Actual behavior: const a: string = "\u54C8\u54C8";
I am trying to use compiler api to do some transform. but the Printer seems could not generate the decoded unicode characters. wonder how to do this right?
i am seeing the api here.
const realPath = path.resolve(__dirname, './utf8.ts')
const program = createProgram([realPath], {
target: ScriptTarget.ES2017,
module: ModuleKind.ES2015,
allowJs: true,
jsx: JsxEmit.Preserve,
})
// use it, got expected answer
// program.getTypeChecker()
const result = transform(sf, [])
const printer = createPrinter()
const printed = printer.printNode(
EmitHint.SourceFile,
result.transformed[0],
sf
)
console.log(printed)
same here, use the program api, the file content is basic: 'const a: string = "哈哈"'. but got result: const a: string = "\u54C8\u54C8"; but when i use: program.getTypeChecker(), i got expected answer like: const a: string = "哈哈". wonder why this happens?
It's not that you're doing anything wrong - our implementation just escapes any characters outside of the printable range of ASCII characters. Nowadays e might be equipped to do a little better given that we have the set of valid unicode identifier characters.

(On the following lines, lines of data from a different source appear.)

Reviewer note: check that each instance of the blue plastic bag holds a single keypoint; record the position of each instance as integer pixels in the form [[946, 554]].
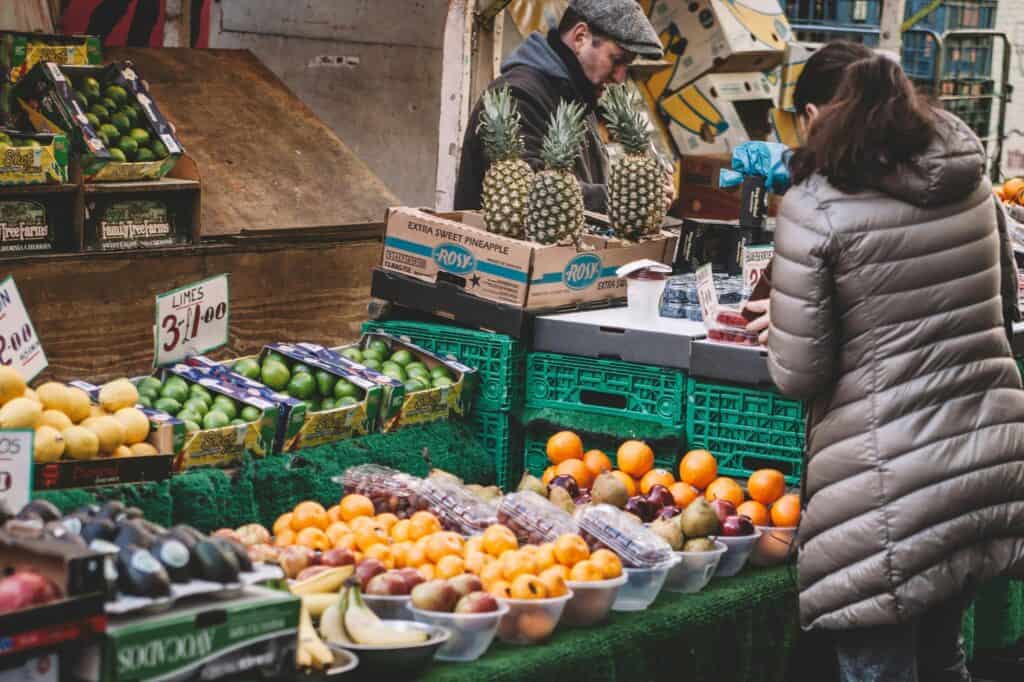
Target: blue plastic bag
[[769, 160]]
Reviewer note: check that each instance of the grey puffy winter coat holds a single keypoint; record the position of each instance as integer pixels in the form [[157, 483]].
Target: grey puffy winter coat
[[887, 314]]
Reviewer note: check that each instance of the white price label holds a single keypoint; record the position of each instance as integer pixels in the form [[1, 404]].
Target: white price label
[[15, 468], [192, 320], [19, 347], [707, 293]]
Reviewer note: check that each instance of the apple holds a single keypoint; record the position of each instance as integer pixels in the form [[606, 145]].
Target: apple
[[476, 602], [465, 584], [724, 509], [736, 525], [434, 596]]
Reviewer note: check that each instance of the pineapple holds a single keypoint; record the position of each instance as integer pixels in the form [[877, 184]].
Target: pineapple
[[506, 184], [555, 209], [636, 182]]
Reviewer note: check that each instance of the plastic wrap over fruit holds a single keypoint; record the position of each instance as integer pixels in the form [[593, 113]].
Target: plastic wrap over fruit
[[605, 526], [457, 508], [534, 519]]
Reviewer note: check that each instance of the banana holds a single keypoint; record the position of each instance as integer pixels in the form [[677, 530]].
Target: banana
[[329, 581]]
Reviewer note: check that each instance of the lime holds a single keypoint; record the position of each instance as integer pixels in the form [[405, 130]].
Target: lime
[[168, 405], [248, 368], [302, 385], [345, 389], [353, 354], [325, 383], [215, 420], [251, 414], [274, 375]]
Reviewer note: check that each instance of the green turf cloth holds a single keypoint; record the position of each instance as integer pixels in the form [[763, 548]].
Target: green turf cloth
[[740, 629]]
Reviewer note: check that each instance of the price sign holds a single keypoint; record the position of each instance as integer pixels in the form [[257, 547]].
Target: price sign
[[707, 293], [15, 468], [192, 320], [19, 347]]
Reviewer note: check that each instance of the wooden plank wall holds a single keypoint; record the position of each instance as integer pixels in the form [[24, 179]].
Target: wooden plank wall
[[94, 312]]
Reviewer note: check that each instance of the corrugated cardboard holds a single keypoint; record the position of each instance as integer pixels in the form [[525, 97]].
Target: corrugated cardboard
[[454, 247], [722, 36]]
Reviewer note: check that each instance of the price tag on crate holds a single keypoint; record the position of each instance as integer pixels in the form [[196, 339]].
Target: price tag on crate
[[192, 320], [19, 347], [15, 468]]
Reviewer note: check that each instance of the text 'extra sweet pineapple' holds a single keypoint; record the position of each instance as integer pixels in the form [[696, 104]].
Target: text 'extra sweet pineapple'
[[636, 182], [555, 211], [506, 184]]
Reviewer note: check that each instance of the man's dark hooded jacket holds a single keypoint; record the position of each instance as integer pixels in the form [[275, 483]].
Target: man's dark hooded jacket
[[540, 74]]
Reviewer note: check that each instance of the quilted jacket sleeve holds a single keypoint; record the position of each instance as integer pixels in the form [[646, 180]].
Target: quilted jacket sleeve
[[802, 354]]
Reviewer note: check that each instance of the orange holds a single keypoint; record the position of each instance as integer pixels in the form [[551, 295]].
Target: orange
[[655, 477], [309, 515], [578, 470], [498, 539], [570, 549], [755, 511], [766, 485], [597, 462], [284, 522], [564, 445], [724, 487], [313, 539], [698, 468], [785, 512], [683, 494], [635, 458], [353, 506], [284, 539], [627, 480], [450, 566]]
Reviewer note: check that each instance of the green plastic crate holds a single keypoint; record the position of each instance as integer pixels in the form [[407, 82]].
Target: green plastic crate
[[604, 386], [501, 435], [498, 358], [745, 429]]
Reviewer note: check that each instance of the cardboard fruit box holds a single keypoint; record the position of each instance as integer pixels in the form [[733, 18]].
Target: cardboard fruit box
[[456, 248], [49, 101]]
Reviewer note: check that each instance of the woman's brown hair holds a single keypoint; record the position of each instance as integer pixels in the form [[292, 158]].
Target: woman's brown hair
[[875, 123]]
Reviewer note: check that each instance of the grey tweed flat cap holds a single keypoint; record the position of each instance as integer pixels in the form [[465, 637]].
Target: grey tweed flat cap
[[624, 22]]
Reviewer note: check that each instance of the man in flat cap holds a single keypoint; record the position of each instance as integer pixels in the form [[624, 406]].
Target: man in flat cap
[[593, 45]]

Is there a reason this emit is a problem for you?
characters
we use the transform api to deal our source code, for example
const a:string = '哈哈'
=> const a: string = i18n('哈哈')
, so we can search our codebase to replace all the chinese string to use i18n, but if typescript escapes any characters outside of the printable range of ASCII characters, our code base will be wired
is there any solutions let me keep my chinese string, thanks
I don't think we should escape these unless there's some hard necessity.
No, it was strictly ease of implementation at the time. I'm marking this as Difficult
because any contribution needs very thorough test code.
Hitting same issue. Our workaround:
let content = printer.printFile(file);
content = unescape(content.replace(/\\u/g, "%u"));
backlog since 2020
Backlog = PRs accepted, be the change you want to see in the world 😇
I'm now using recast to workaround this issue
import ts from "typescript";
import { parse, print, types } from "recast";
const output = ts.transpileModule("`你好`", {});
console.log("typescript output:\n", output.outputText);
let ast = parse(output.outputText);
types.visit(ast, {
visitLiteral(path) {
const node = path.node;
if (typeof node.value === "string") {
path.replace(types.builders.stringLiteral(node.value));
}
this.traverse(path);
},
});
console.log("recast output:\n", print(ast).code);
outputs
typescript output:
"\u4F60\u597D";
recast output:
"你好";